Potrebbero testimoniare in aula anche i giornalisti di “Quarto Grado” Gianluigi Nuzzi e Simone Toscano

Nuova udienza ieri al Tribunale di Catania, davanti alla Corte d’Assise, per il processo sull’omicidio di Valentina Salamone, la 19enne biancavillese rinvenuta cadavere il 24 luglio di 7 anni fa in una villetta di Adrano. In aula era presente anche Nicola Mancuso, l’uomo con cui Valentina aveva una relazione e che deve rispondere del suo omicidio. Il giudice Maria Concetta Spanto ha accolto la richiesta di parte civile promossa dai genitori, dai tre fratelli della ragazza e dalle associazioni Telefono Rosa e Tamaia onlus.
Nel corso dell’udienza i legali e la Procura hanno anche presentato il riconoscimento delle prove e una lista di testimoni fra i quali figurano i giornalisti Gianluigi Nuzzi e Simone Toscano, conduttore e inviato della trasmissione di Rete 4 “Quarto Grado”, che potrebbero essere ascoltati su una intervista rilasciata da una sorella di Valentina.

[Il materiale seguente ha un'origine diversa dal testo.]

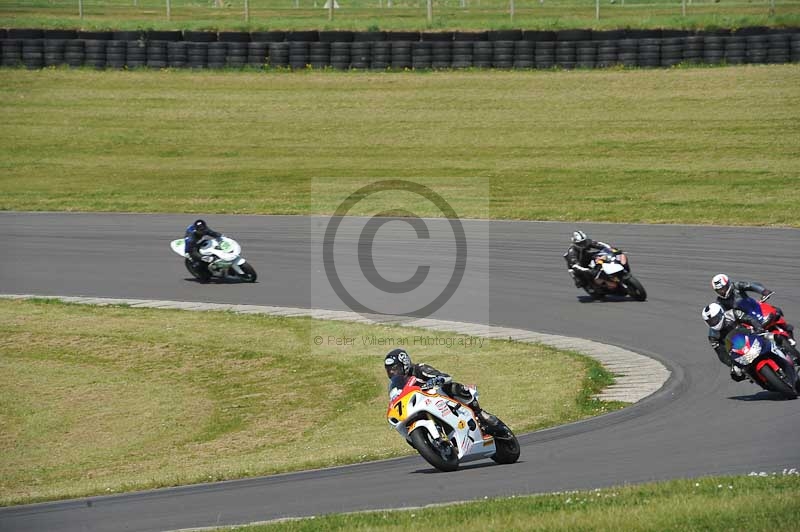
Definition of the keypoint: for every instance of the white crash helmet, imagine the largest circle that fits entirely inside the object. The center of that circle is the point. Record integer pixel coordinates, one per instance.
(722, 285)
(713, 315)
(580, 239)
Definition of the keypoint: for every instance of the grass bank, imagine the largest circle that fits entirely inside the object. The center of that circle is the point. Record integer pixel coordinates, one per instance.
(402, 15)
(747, 504)
(652, 146)
(102, 400)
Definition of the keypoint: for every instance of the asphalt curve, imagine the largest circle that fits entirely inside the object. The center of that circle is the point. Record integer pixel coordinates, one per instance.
(700, 423)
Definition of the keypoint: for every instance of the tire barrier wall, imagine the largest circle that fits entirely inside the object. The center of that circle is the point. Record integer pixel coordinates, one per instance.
(342, 50)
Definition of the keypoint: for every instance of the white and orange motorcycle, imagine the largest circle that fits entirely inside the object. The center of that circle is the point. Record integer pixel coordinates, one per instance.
(444, 431)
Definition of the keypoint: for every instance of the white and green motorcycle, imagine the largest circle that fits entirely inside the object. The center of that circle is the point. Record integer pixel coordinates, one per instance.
(223, 258)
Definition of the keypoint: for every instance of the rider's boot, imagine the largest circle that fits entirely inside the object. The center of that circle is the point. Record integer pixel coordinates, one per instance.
(489, 422)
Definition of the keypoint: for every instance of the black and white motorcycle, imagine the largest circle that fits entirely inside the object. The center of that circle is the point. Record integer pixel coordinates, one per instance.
(223, 259)
(611, 275)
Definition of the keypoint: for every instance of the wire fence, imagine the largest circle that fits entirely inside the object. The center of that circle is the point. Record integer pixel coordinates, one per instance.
(362, 14)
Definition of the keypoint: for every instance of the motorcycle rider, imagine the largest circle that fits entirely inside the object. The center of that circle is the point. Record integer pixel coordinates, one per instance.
(720, 323)
(398, 363)
(197, 233)
(727, 290)
(580, 254)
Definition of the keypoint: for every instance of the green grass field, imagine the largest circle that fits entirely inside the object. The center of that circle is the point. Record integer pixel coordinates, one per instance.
(403, 15)
(686, 145)
(102, 400)
(746, 504)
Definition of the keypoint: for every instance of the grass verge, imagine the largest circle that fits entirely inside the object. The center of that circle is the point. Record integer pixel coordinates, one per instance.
(403, 15)
(100, 400)
(751, 504)
(650, 146)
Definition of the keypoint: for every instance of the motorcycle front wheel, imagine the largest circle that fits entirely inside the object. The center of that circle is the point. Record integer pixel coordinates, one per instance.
(777, 384)
(201, 275)
(441, 456)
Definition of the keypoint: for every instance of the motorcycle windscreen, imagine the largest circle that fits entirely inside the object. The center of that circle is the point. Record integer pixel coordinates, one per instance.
(612, 268)
(750, 306)
(744, 347)
(396, 385)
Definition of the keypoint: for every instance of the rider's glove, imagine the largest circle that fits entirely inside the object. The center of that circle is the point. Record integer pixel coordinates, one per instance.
(435, 381)
(737, 374)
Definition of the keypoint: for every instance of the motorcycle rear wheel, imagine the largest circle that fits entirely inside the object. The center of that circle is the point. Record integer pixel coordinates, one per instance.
(635, 288)
(777, 384)
(249, 273)
(507, 448)
(425, 446)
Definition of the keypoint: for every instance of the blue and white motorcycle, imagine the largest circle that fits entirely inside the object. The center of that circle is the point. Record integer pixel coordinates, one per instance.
(763, 361)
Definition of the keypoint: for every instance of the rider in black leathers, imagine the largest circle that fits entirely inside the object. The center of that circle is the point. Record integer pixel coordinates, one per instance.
(580, 254)
(398, 363)
(727, 290)
(196, 233)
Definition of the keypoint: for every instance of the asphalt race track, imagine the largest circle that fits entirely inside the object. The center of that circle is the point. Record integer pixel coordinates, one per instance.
(700, 423)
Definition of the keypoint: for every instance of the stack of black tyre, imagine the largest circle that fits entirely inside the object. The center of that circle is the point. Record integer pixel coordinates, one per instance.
(376, 50)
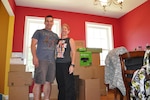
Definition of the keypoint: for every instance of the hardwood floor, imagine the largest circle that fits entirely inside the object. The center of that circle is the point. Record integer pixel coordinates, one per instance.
(110, 96)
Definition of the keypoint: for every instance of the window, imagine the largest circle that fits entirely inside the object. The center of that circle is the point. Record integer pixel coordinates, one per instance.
(31, 25)
(99, 36)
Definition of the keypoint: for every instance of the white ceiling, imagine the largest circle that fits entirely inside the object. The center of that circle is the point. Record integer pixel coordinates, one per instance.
(82, 6)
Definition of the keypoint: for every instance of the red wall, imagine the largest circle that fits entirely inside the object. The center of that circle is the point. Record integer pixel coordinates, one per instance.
(75, 20)
(12, 4)
(135, 27)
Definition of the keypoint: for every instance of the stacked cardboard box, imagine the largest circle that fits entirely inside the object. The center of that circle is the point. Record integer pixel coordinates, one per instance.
(19, 82)
(91, 84)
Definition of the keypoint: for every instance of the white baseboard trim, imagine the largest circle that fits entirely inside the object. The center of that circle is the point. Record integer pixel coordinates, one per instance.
(6, 97)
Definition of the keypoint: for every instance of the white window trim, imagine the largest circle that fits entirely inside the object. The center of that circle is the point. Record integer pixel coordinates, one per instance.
(101, 25)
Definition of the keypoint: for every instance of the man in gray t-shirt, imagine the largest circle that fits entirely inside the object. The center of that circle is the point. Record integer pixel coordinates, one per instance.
(43, 51)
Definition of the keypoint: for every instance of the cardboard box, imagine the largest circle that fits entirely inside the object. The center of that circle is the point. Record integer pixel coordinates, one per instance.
(99, 73)
(19, 93)
(17, 67)
(89, 89)
(18, 79)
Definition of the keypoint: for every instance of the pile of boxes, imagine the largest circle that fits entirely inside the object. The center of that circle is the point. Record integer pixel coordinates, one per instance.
(91, 78)
(19, 82)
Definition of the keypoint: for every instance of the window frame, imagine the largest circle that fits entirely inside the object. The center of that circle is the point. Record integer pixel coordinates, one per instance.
(109, 36)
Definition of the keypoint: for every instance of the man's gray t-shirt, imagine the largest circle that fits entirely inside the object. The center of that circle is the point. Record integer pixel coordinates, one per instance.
(46, 44)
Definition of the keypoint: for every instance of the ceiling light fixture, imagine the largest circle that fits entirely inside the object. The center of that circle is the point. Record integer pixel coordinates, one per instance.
(105, 3)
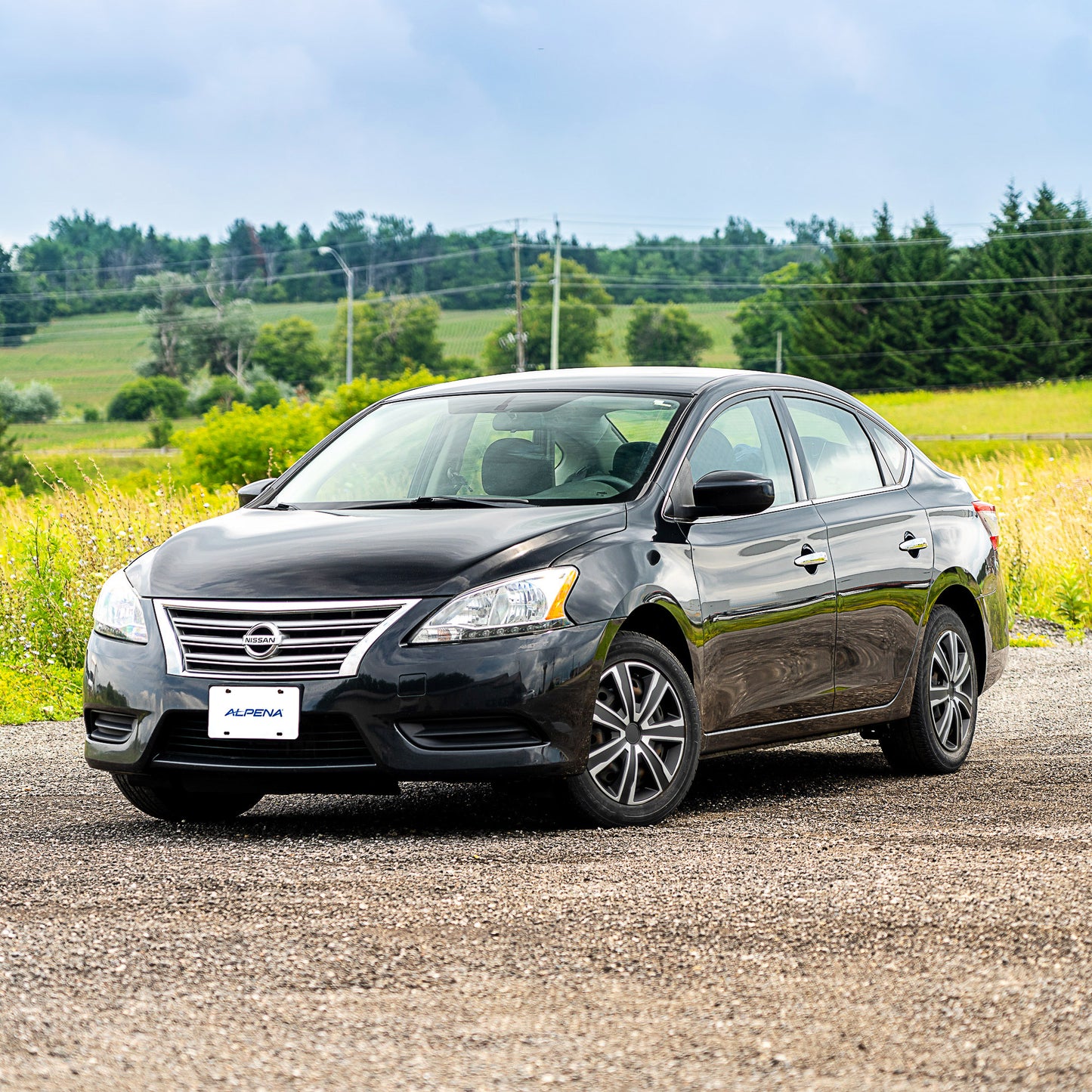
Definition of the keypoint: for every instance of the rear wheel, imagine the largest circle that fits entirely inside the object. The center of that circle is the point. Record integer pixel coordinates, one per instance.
(165, 800)
(645, 738)
(937, 735)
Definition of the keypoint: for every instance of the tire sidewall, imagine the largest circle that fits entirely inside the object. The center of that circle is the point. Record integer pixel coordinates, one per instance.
(942, 620)
(583, 789)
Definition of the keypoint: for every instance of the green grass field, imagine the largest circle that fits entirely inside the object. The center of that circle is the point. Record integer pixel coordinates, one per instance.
(86, 358)
(1045, 407)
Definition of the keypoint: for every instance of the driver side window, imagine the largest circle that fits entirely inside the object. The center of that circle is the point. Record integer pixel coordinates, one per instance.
(745, 436)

Momenti di tensione in aula fra la famiglia Salamone e Mancuso, che è stato anche allontanato dal giudice. Prossima udienza il 24 luglio.
La morte di Valentina Salamone venne inizialmente archiviata come suicidio. In seguito, la Procura generale di Catania, dopo aver avocato a sé l’inchiesta, confortata dalle perizie del Ris, ha chiesto e ottenuto il giudizio per Mancuso.